Some of us gathered at the Mansion House to pay our respects to Garret. A number of things struck me. First, the mix of people, in age and geographical mix. There were some who said that Garret was very much just a representative of Dublin Four, but looking through the names and addresses in the book of condolences, it was very apparent that the Irish were coming from far and wide to say goodbye. This was saying farewell to a man for the people.
Looking at him in that open casket, I was, and am always struck at funerals, at how an enormous life (and his was) is always reduced to an almost too small box. Garret was not a small man physically, but there was something very humbling about seeing him this way. One almost felt that he deserved something equal to the huge man he was. Certainly, I’ve seen lesser men laid to rest in far more grandiose caskets. But then, so vast was his contribution, perhaps the fact that we all know it is enough, and the true mark of greatness.

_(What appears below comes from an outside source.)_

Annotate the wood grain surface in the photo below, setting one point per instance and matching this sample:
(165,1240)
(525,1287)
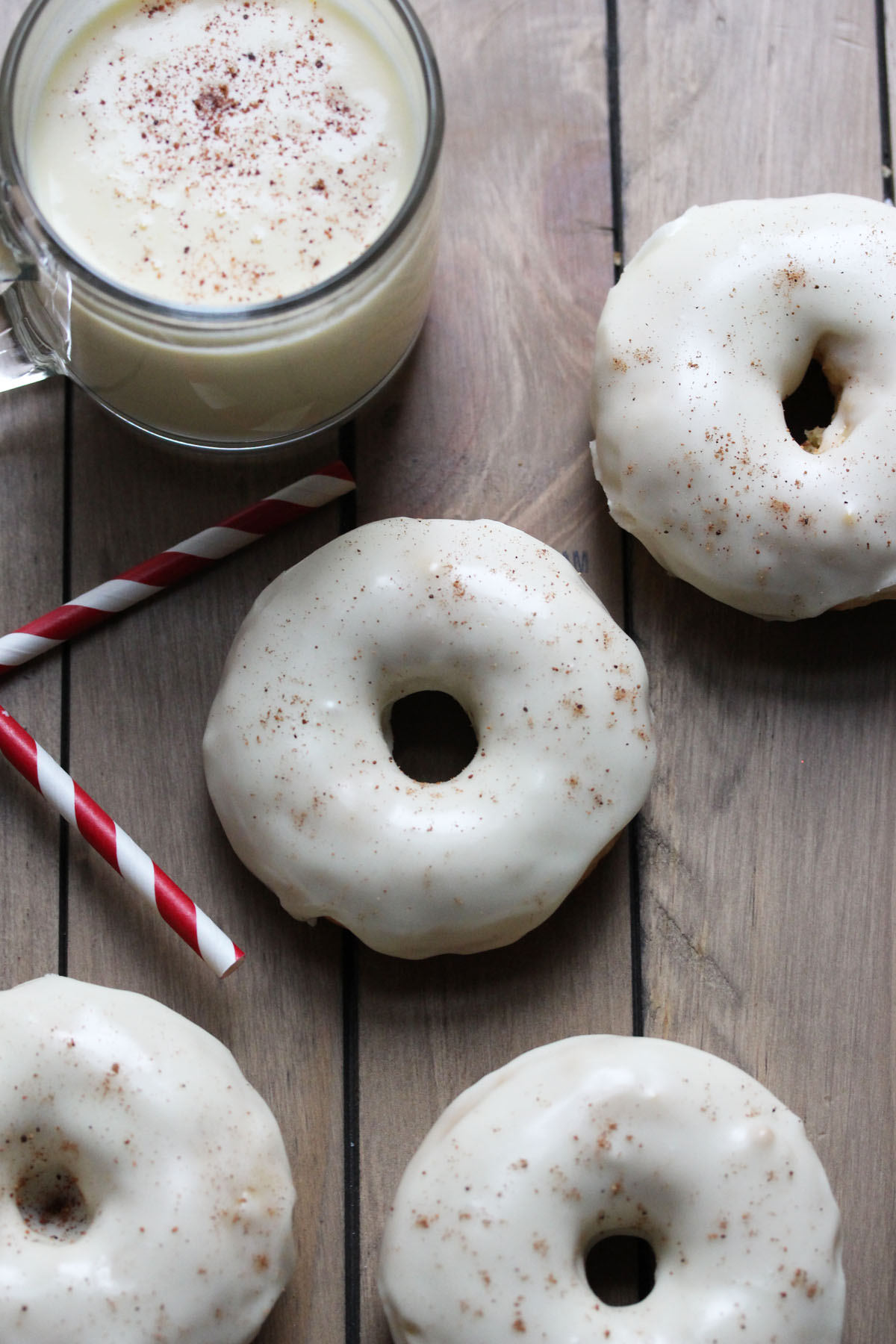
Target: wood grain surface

Finally, let me mention the laughter. We met outside the Mansion House, all of us political, none of us Fine Gael, and everyone of us had a Garret story, and we laughed. Even now, such a short time after his passing, he sounds like an almost mythical character. How could an intellectual and at times eccentric man like that, a man who believed in rules and ethics and all the things that we as a people regard as faintly odd have ended up not just a national figure but as the leader of the Irish people? Was it because we recognised in Garret, if just for a moment, the heights we could reach and the people we could be if only we’d let ourselves?